Die KG, deren kaufmännische Verwaltung sich in A befand, stellte Transportbeton her. Im Januar und Februar 1974 veräußerte die KG, die seit Herbst 1973 in Zahlungsschwierigkeiten geraten war, die beweglichen Anlagen ihrer Produktionsstätten an verschiedene Erwerber. Im April 1974 beantragte sie die Eröffnung des Konkursverfahrens. Zu diesem Zeitpunkt bestanden erhebliche Steuerrückstände, darunter die Umsatzsteuerabschlußzahlung 1973 sowie die Vorauszahlungen für Januar und Februar 1974.
Mit Kaufvertrag vom Februar 1974 erwarb die Klägerin von der KG
1) die Transportbetonanlage in B nebst den
dazugehörigen Inventargegenständen zum Preis von 155 000 DM
2) drei LKW und zwei Fahrmischer, zum Preis von 165 000 DM
3) die vorhandenen Zuschlagsstoffe und Zement
sowie sonstige Betriebsmittel zum Preis von 20 000 DM
zusammen 340 000 DM.
b
Der Kaufvertrag wurde unter der aufschiebenden Bedingung geschlossen, daß die Klägerin den ihr zum Zeitpunkt des Vertragsschlusses nicht vorliegenden Pachtvertrag mit U akzeptieren und U einer Fortsetzung des Vertrages mit der Klägerin zustimmen würde. Der KG wurde es ausdrücklich untersagt, in einem Umkreis von 20 km um Transportbetonanlagen der Klägerin Transportbeton herzustellen oder die Herstellung oder den Vertrieb durch einen anderen Unternehmer zu fördern.
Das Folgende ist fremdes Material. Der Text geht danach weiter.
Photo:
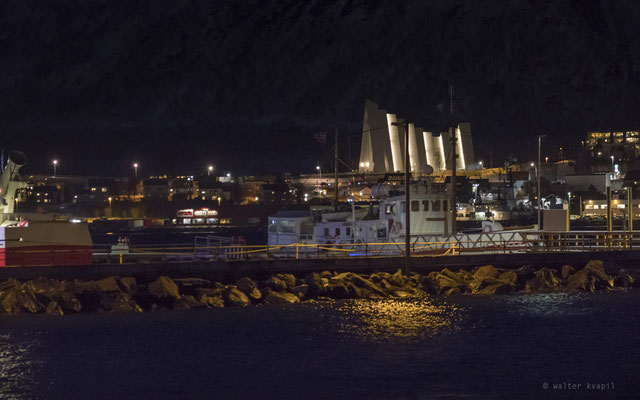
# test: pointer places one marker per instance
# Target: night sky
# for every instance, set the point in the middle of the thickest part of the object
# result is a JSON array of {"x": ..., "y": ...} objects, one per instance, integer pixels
[{"x": 244, "y": 85}]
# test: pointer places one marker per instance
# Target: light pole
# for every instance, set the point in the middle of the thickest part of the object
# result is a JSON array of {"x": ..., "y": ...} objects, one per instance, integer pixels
[
  {"x": 538, "y": 173},
  {"x": 612, "y": 167}
]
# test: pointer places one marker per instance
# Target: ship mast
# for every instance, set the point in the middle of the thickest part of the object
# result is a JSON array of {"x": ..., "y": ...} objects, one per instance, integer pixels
[
  {"x": 454, "y": 159},
  {"x": 335, "y": 169}
]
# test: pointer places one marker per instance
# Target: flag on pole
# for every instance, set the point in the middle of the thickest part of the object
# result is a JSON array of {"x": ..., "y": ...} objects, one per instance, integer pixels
[{"x": 320, "y": 137}]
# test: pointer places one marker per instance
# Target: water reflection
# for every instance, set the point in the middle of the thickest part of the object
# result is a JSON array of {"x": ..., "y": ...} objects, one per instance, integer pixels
[
  {"x": 396, "y": 319},
  {"x": 17, "y": 367},
  {"x": 547, "y": 304}
]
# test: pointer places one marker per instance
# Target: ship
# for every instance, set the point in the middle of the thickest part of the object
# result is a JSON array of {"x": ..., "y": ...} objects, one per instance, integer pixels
[
  {"x": 36, "y": 240},
  {"x": 379, "y": 227}
]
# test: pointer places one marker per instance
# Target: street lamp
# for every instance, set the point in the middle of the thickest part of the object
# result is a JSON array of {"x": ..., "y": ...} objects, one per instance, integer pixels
[
  {"x": 612, "y": 167},
  {"x": 538, "y": 173}
]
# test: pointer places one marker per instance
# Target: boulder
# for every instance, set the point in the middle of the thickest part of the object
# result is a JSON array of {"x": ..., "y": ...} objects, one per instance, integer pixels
[
  {"x": 364, "y": 283},
  {"x": 163, "y": 287},
  {"x": 317, "y": 284},
  {"x": 18, "y": 300},
  {"x": 566, "y": 271},
  {"x": 289, "y": 279},
  {"x": 487, "y": 271},
  {"x": 300, "y": 290},
  {"x": 105, "y": 285},
  {"x": 121, "y": 302},
  {"x": 213, "y": 301},
  {"x": 354, "y": 291},
  {"x": 509, "y": 277},
  {"x": 338, "y": 291},
  {"x": 187, "y": 302},
  {"x": 128, "y": 285},
  {"x": 234, "y": 297},
  {"x": 448, "y": 282},
  {"x": 496, "y": 286},
  {"x": 281, "y": 298},
  {"x": 189, "y": 285},
  {"x": 628, "y": 278},
  {"x": 247, "y": 285},
  {"x": 544, "y": 280},
  {"x": 525, "y": 272},
  {"x": 277, "y": 284},
  {"x": 53, "y": 308},
  {"x": 596, "y": 268}
]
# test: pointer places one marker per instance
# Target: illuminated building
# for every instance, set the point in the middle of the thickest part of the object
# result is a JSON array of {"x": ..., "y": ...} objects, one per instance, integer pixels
[
  {"x": 382, "y": 147},
  {"x": 623, "y": 146}
]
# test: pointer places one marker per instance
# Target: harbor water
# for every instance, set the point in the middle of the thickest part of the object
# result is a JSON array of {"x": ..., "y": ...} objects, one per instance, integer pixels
[{"x": 555, "y": 345}]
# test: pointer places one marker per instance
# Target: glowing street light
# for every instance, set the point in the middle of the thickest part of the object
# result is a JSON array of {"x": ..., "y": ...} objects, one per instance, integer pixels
[{"x": 612, "y": 167}]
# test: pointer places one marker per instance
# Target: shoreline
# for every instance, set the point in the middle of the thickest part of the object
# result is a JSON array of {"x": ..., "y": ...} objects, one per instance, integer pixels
[{"x": 128, "y": 294}]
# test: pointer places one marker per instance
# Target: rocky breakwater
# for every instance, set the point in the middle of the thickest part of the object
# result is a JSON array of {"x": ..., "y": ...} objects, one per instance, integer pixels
[
  {"x": 528, "y": 279},
  {"x": 126, "y": 294}
]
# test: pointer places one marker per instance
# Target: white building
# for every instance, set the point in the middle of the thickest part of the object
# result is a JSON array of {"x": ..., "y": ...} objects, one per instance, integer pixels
[{"x": 382, "y": 148}]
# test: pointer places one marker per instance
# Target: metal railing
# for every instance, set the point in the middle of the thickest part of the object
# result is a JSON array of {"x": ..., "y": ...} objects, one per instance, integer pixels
[{"x": 507, "y": 242}]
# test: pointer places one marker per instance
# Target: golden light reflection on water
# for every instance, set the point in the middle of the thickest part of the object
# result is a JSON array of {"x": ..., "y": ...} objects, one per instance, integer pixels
[
  {"x": 396, "y": 319},
  {"x": 17, "y": 368}
]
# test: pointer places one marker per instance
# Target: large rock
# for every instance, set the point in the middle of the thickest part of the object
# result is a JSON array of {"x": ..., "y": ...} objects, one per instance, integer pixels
[
  {"x": 367, "y": 284},
  {"x": 128, "y": 285},
  {"x": 187, "y": 302},
  {"x": 277, "y": 284},
  {"x": 509, "y": 277},
  {"x": 592, "y": 277},
  {"x": 487, "y": 271},
  {"x": 163, "y": 287},
  {"x": 289, "y": 279},
  {"x": 317, "y": 284},
  {"x": 234, "y": 297},
  {"x": 53, "y": 308},
  {"x": 18, "y": 300},
  {"x": 544, "y": 280},
  {"x": 628, "y": 278},
  {"x": 567, "y": 270},
  {"x": 281, "y": 298},
  {"x": 337, "y": 291},
  {"x": 300, "y": 290},
  {"x": 596, "y": 268},
  {"x": 246, "y": 284},
  {"x": 120, "y": 302},
  {"x": 448, "y": 282}
]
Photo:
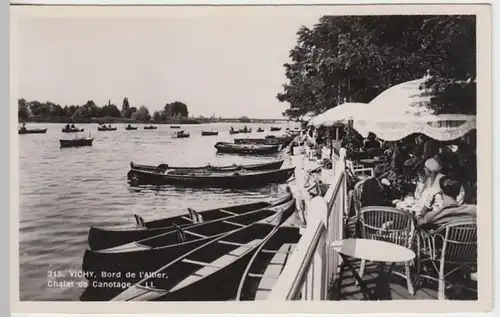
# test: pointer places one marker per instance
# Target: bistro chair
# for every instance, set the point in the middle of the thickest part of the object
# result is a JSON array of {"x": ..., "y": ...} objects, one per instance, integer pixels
[
  {"x": 391, "y": 225},
  {"x": 446, "y": 250}
]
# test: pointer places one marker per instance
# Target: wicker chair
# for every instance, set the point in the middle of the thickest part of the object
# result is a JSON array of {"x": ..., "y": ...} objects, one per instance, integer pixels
[
  {"x": 390, "y": 225},
  {"x": 449, "y": 248}
]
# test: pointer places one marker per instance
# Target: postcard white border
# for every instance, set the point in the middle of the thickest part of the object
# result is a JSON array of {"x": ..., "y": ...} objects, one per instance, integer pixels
[{"x": 484, "y": 117}]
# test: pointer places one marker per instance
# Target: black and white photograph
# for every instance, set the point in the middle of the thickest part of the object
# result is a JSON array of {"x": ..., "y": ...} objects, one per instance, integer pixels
[{"x": 251, "y": 153}]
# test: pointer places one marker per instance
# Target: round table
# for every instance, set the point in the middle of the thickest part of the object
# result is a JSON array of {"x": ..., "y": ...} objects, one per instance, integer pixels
[{"x": 371, "y": 250}]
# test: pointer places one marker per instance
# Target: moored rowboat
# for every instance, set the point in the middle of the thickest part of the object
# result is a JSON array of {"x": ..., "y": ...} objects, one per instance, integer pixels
[
  {"x": 32, "y": 131},
  {"x": 161, "y": 168},
  {"x": 232, "y": 179},
  {"x": 76, "y": 142},
  {"x": 102, "y": 238},
  {"x": 209, "y": 272},
  {"x": 132, "y": 262},
  {"x": 267, "y": 263},
  {"x": 225, "y": 147}
]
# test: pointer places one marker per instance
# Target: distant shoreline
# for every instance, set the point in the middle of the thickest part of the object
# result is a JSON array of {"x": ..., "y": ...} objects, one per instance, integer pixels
[{"x": 111, "y": 120}]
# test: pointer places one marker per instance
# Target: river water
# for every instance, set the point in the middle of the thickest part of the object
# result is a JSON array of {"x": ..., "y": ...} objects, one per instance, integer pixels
[{"x": 65, "y": 191}]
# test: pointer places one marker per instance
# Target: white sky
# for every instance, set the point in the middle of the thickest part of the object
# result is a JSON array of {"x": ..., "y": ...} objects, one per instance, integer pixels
[{"x": 229, "y": 65}]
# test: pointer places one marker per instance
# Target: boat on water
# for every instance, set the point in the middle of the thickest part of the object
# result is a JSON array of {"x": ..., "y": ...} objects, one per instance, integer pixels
[
  {"x": 208, "y": 271},
  {"x": 146, "y": 256},
  {"x": 162, "y": 168},
  {"x": 267, "y": 263},
  {"x": 181, "y": 135},
  {"x": 23, "y": 130},
  {"x": 76, "y": 142},
  {"x": 254, "y": 149},
  {"x": 71, "y": 129},
  {"x": 100, "y": 238},
  {"x": 233, "y": 131},
  {"x": 106, "y": 128},
  {"x": 209, "y": 179},
  {"x": 209, "y": 133},
  {"x": 257, "y": 141}
]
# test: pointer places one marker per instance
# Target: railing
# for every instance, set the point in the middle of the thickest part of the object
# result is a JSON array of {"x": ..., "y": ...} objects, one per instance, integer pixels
[{"x": 313, "y": 264}]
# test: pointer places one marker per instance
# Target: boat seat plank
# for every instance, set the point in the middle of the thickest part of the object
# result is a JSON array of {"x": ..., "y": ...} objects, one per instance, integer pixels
[
  {"x": 195, "y": 234},
  {"x": 233, "y": 223},
  {"x": 214, "y": 266},
  {"x": 228, "y": 212}
]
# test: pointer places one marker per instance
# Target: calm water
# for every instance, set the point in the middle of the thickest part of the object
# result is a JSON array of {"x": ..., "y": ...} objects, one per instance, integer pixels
[{"x": 65, "y": 191}]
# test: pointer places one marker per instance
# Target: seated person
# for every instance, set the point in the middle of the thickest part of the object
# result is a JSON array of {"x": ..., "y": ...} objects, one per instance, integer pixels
[
  {"x": 370, "y": 142},
  {"x": 442, "y": 207}
]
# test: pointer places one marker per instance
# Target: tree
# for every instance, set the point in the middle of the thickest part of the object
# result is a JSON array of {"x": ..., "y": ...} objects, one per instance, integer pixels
[
  {"x": 142, "y": 114},
  {"x": 22, "y": 109},
  {"x": 126, "y": 108},
  {"x": 157, "y": 115},
  {"x": 176, "y": 108},
  {"x": 354, "y": 58}
]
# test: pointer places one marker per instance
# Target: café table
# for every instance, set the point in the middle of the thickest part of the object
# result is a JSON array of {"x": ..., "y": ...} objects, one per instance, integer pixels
[{"x": 371, "y": 250}]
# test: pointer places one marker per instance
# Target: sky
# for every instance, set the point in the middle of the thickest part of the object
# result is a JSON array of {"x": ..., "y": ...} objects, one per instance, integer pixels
[{"x": 230, "y": 65}]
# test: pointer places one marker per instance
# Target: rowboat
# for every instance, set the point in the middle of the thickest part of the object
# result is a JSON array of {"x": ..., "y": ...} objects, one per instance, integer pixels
[
  {"x": 225, "y": 147},
  {"x": 100, "y": 238},
  {"x": 263, "y": 141},
  {"x": 208, "y": 133},
  {"x": 267, "y": 263},
  {"x": 130, "y": 262},
  {"x": 227, "y": 168},
  {"x": 207, "y": 272},
  {"x": 103, "y": 128},
  {"x": 32, "y": 131},
  {"x": 72, "y": 130},
  {"x": 181, "y": 135},
  {"x": 231, "y": 179},
  {"x": 76, "y": 142}
]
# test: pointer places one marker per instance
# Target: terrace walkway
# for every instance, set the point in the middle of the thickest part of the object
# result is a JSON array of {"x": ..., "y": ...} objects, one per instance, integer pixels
[{"x": 394, "y": 289}]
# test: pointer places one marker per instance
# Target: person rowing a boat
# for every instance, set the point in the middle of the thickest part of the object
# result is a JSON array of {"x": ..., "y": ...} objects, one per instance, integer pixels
[{"x": 181, "y": 237}]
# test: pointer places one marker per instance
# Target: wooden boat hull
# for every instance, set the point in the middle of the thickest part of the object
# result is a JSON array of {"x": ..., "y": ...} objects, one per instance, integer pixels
[
  {"x": 223, "y": 147},
  {"x": 72, "y": 130},
  {"x": 147, "y": 256},
  {"x": 209, "y": 133},
  {"x": 198, "y": 275},
  {"x": 76, "y": 142},
  {"x": 236, "y": 179},
  {"x": 103, "y": 238},
  {"x": 260, "y": 141},
  {"x": 265, "y": 267},
  {"x": 32, "y": 131},
  {"x": 226, "y": 168}
]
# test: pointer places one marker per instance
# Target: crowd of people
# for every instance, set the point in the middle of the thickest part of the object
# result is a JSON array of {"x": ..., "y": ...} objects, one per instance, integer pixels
[{"x": 438, "y": 179}]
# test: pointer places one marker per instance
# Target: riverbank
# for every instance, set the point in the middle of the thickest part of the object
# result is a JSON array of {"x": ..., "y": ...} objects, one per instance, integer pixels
[{"x": 133, "y": 121}]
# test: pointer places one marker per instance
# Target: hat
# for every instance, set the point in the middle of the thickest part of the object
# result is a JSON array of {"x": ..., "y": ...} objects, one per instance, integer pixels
[{"x": 433, "y": 165}]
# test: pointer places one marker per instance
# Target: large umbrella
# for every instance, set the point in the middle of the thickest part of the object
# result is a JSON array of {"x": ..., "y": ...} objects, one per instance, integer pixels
[
  {"x": 340, "y": 114},
  {"x": 404, "y": 109}
]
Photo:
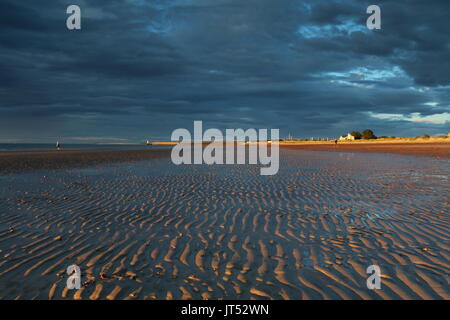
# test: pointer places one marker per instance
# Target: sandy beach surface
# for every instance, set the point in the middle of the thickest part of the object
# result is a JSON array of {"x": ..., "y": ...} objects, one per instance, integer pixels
[
  {"x": 430, "y": 149},
  {"x": 148, "y": 229}
]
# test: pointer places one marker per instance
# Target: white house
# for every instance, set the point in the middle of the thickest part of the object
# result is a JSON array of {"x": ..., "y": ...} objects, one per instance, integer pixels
[{"x": 347, "y": 138}]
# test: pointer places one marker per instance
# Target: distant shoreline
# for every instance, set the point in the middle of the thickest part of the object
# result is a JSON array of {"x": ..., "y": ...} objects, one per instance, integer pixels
[{"x": 430, "y": 149}]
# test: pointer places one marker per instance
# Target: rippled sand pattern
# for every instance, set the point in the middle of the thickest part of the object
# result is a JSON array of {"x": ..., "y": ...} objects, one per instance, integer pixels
[{"x": 151, "y": 230}]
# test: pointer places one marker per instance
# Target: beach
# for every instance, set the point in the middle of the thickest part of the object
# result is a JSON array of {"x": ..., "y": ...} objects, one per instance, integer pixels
[
  {"x": 140, "y": 227},
  {"x": 426, "y": 149}
]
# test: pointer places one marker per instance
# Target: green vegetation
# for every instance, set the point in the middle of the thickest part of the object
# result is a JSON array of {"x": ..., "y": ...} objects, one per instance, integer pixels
[{"x": 368, "y": 134}]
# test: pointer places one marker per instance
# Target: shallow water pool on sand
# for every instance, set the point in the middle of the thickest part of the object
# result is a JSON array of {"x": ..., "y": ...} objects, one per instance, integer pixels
[{"x": 159, "y": 231}]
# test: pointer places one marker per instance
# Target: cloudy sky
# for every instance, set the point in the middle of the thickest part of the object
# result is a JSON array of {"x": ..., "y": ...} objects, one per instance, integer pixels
[{"x": 138, "y": 69}]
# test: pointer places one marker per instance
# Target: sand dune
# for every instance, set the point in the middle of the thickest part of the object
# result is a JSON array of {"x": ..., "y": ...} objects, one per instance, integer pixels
[{"x": 151, "y": 230}]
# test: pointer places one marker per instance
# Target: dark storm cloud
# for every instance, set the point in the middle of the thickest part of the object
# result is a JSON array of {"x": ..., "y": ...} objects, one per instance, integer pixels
[{"x": 139, "y": 69}]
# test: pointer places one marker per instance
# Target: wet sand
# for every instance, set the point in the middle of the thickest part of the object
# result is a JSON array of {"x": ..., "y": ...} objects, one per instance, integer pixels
[
  {"x": 153, "y": 230},
  {"x": 431, "y": 149},
  {"x": 18, "y": 161}
]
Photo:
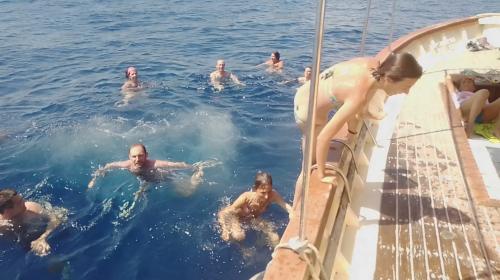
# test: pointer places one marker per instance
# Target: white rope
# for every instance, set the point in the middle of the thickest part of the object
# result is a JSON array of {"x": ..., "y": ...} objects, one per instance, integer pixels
[{"x": 304, "y": 248}]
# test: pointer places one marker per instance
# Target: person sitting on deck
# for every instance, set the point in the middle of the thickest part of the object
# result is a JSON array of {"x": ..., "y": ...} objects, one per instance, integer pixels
[
  {"x": 25, "y": 221},
  {"x": 348, "y": 87},
  {"x": 149, "y": 170},
  {"x": 220, "y": 76},
  {"x": 474, "y": 104},
  {"x": 248, "y": 208}
]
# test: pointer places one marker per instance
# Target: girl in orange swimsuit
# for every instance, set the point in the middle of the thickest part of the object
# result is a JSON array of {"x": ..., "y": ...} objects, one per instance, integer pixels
[{"x": 248, "y": 208}]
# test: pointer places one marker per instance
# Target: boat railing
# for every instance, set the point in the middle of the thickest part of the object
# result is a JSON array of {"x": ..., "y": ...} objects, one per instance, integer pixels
[{"x": 331, "y": 214}]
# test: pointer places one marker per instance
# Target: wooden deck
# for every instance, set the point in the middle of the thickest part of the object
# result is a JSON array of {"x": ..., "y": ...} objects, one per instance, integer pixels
[{"x": 436, "y": 220}]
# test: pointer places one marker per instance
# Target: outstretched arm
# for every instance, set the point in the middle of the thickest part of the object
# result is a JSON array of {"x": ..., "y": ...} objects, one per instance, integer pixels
[
  {"x": 40, "y": 245},
  {"x": 235, "y": 80},
  {"x": 172, "y": 165},
  {"x": 450, "y": 79},
  {"x": 109, "y": 166}
]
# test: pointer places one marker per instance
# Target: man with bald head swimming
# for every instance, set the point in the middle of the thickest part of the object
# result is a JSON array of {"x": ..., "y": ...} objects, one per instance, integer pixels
[
  {"x": 149, "y": 170},
  {"x": 132, "y": 79},
  {"x": 220, "y": 76}
]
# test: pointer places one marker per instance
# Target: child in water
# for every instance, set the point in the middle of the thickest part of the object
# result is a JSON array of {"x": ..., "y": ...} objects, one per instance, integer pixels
[{"x": 248, "y": 208}]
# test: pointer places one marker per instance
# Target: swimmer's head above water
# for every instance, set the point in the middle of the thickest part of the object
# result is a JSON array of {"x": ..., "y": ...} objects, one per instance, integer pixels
[
  {"x": 263, "y": 185},
  {"x": 138, "y": 155},
  {"x": 131, "y": 73}
]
Mit Bescheid vom 13. Mai 1975 nahm das FA die Klägerin wegen der Umsatzsteuerrückstände 1973 und 1974 der KG, soweit sie - nach anteiliger Schätzung - auf das Betonwerk in B entfielen, in Haftung. In der Einspruchsentscheidung vom 17. Juli 1978 setze das FA die Haftungssumme wie folgt fest:
1) Umsatzsteuerhaftungsschuld 1973 2 731,02 DM
2) Umsatzsteuerhaftungsschuld 1974 35 476,90 DM
zusammen 38 207,92 DM.
Mit der Klage hat die Klägerin die Aufhebung des Haftungsbescheids begehrt, weil sie mit den von ihr in B übernommenen Anlagen keinen in der Gliederung der KG gesondert geführten Betrieb übernommen habe. Sollte es sich aber doch um einen eigenständigen Betrieb gehandelt haben, so komme eine Haftung nach § 116 AO deshalb nicht in Betracht, weil sie - die Klägerin - nicht die sämtlichen Betriebsgrundlagen übernommen habe, sondern nur einige davon und auch diese nicht im ganzen, sondern mittels Erwerbs im einzelnen. Die Klägerin bestreitet außerdem die Haftung der Höhe nach, weil weder die Ermittlung der Steuerrückstände der KG noch deren anteilige Zurechnung auf sie - die Klägerin - einsichtig sei.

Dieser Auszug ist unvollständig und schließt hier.